A key part of our effort has been to digitize our legal documentation. ISDA’s MyLibrary platform now hosts around 90 derivatives documents in digital form, meaning firms can quickly pinpoint crucial contractual terms rather than trawling through hundreds of pages of legal documents.
New documents are being added to MyLibrary all the time, and we’re now exploring the use of artificial intelligence to make that process quicker.
Having developed these services and solutions, we’re aligning them under a single digital transformation team. This new dedicated group will focus on identifying key industry needs across our full suite of platforms to ensure we’re prioritizing our efforts where they are most needed in a consistent and coherent way.
I’d like to briefly highlight two new developments, which have come as a result of industry feedback. First, I’m delighted to say that ISDA Create is now available through S&P Global Market Intelligence’s Counterparty Manager service.
Counterparty Manager includes ISDA Amend, an online tool that enables users to make changes to their ISDA documents and exchange information to comply with regulations. By linking Counterparty Manager with ISDA Create, users will be able to access a complete digital record of all relationship and contractual data entered on either platform.
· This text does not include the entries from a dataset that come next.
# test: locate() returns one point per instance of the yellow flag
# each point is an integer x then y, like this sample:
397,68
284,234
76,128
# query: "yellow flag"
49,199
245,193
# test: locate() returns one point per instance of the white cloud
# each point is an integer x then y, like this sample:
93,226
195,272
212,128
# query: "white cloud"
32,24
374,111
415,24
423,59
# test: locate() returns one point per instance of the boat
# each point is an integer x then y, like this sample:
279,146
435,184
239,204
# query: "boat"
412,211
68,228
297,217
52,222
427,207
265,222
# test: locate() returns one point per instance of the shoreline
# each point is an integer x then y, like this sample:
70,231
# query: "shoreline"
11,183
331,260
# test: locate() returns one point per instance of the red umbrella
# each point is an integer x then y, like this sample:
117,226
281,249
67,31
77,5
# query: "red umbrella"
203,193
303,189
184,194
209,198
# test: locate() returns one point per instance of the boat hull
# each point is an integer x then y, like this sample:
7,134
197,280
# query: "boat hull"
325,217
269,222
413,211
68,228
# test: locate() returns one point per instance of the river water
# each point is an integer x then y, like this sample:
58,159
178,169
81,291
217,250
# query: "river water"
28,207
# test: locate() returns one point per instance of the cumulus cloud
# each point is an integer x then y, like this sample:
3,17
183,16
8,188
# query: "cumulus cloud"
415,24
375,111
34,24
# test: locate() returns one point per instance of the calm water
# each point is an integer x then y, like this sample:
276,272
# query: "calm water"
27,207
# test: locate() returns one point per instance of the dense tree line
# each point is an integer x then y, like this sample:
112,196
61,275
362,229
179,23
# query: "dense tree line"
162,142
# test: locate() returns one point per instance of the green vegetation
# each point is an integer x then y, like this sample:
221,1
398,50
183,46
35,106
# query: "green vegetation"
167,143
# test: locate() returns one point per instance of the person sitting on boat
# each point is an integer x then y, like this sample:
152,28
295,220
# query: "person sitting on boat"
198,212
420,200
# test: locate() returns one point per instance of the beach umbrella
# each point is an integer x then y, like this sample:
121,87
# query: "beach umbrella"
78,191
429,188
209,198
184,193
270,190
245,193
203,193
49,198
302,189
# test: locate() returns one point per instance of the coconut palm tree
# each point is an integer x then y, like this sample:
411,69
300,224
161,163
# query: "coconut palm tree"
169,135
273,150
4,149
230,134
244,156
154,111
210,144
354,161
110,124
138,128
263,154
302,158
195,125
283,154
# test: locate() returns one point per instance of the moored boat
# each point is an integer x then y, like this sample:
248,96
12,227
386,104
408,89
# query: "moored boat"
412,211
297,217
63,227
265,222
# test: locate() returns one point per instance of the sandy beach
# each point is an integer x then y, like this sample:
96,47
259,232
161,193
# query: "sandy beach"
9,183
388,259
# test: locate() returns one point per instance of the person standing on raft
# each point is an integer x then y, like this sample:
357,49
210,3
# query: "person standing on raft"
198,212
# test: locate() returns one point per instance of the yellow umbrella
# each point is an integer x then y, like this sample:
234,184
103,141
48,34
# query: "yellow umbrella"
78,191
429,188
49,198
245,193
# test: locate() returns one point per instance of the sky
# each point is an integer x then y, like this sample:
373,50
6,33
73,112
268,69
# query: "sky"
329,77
Having all of this data available in one place, at the click of a few buttons, will save firms huge amounts of time and effort, avoiding the need to scan through multiple systems to locate critical information they need about their trading relationships.
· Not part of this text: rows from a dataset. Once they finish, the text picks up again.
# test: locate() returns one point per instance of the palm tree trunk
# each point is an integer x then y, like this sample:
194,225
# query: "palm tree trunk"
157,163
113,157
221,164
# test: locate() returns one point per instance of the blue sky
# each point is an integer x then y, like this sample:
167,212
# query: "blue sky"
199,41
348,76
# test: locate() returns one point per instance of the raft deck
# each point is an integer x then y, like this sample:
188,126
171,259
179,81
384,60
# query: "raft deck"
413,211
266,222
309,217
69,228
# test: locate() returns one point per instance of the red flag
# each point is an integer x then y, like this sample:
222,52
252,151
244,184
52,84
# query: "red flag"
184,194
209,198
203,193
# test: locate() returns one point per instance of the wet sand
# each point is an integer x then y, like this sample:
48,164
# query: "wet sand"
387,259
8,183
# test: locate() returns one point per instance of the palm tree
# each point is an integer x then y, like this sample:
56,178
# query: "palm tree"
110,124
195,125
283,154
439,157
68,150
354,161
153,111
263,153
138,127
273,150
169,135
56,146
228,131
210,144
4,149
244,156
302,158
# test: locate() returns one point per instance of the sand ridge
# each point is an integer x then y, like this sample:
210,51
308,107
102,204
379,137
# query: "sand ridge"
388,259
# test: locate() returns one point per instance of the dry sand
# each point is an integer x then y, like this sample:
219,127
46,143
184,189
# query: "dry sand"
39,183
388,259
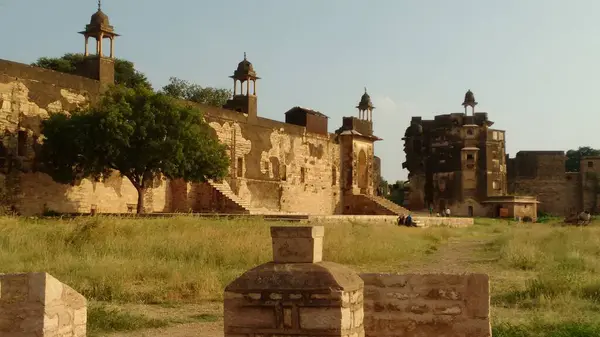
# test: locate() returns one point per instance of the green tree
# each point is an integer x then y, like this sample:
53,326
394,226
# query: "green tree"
137,132
182,89
574,157
125,72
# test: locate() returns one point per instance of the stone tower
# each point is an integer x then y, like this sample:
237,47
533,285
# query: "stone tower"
244,101
469,101
97,66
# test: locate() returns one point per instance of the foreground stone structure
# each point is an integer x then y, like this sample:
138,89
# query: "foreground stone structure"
458,161
297,293
427,305
542,173
300,295
295,166
38,305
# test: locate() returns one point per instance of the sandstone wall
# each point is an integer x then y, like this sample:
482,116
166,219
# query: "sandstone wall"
29,95
279,166
38,305
542,174
426,305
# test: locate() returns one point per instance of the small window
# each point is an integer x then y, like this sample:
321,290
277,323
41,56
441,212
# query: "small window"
283,172
240,167
22,144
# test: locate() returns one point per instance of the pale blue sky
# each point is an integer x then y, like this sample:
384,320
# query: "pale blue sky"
532,64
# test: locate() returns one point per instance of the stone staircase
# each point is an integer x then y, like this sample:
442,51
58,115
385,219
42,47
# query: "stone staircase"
387,204
224,188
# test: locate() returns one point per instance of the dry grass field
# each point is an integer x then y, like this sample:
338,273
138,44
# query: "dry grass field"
156,277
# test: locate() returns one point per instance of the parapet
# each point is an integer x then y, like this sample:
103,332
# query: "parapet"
297,244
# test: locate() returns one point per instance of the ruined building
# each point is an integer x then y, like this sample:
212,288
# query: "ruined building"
295,166
458,161
542,173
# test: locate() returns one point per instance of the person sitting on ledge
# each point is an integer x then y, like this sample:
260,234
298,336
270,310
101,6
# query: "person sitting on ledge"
409,222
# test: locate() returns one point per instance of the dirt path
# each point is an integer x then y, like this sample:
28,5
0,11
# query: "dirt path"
455,256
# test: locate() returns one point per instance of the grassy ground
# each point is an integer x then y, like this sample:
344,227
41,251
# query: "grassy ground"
544,276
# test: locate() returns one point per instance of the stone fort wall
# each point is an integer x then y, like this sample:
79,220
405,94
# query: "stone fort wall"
274,165
542,173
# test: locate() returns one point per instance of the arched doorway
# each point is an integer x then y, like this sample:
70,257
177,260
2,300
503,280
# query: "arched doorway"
363,177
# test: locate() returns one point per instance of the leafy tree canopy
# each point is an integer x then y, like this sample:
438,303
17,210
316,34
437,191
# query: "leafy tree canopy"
137,132
574,157
125,73
182,89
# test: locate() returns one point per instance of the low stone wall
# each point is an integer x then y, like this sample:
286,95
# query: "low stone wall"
38,305
426,305
392,219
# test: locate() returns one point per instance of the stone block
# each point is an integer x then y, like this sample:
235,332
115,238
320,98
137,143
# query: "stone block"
455,304
37,304
297,244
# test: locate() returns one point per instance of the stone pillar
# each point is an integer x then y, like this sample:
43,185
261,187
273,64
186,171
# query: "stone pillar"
297,294
38,305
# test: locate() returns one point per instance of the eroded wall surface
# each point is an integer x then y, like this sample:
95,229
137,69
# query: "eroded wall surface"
29,95
426,305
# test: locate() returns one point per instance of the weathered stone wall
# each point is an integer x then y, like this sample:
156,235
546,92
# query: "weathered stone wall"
426,305
542,174
297,294
38,305
279,166
29,95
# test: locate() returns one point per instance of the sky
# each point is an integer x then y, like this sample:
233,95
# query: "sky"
532,64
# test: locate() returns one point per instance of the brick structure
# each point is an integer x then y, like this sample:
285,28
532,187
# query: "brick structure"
38,305
295,166
297,294
458,161
542,173
427,305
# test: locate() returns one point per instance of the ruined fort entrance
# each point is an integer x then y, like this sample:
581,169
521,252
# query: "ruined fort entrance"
362,171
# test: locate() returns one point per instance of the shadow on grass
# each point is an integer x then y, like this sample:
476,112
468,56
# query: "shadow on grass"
102,320
570,329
We’re really excited about this initiative, as it brings us one step closer to having a single golden source for all contractual information.
The other new initiative will be a key focus for our new integrated digital transformation team over the coming year – the development of an industry notices hub.
As it stands, the ISDA Master Agreement prescribes certain methods for delivering critical notices to counterparties using the company address listed in the agreement. But problems can occur if the company has moved and the ISDA Master Agreement hasn’t been updated with the new details.
Issues related to the delivery and receipt of notices were particularly acute during the pandemic, when offices were subject to lockdown requirements. This created challenges for firms when delivering notices, and made it difficult for their counterparties to know they had received them.
An industry notices hub would act as a central platform for firms to load notices, with automatic alerts sent to the receiving entity. Designated people at each firm would be able to access the hub from anywhere in the world, regardless of the situation at its physical location.
This idea is still in the early stages, and there are some legal and technological issues that need to be considered. But the concept has received strong initial support from our members and indications of interest from some resolution authorities.
We’ll keep you updated as this important initiative develops, but please let us know if you want more details or would like to be involved in the working group.
We know there’s a strong appetite for efficiency and cost reduction across the industry. We want to maximize the potential to achieve that by making the most of what we already offer – by advancing and innovating existing solutions – and identifying new areas where digital solutions can create efficiencies. Of course, those efficiencies will increase as more and more firms implement the same mutualized solutions, so a key focus for us will be on raising awareness and encouraging adoption.
These three prongs – align, advance and adopt – will be at the center of our digitization initiatives, led by our new digital transformation team. We believe this will contribute to a more standardized, automated and efficient derivatives market.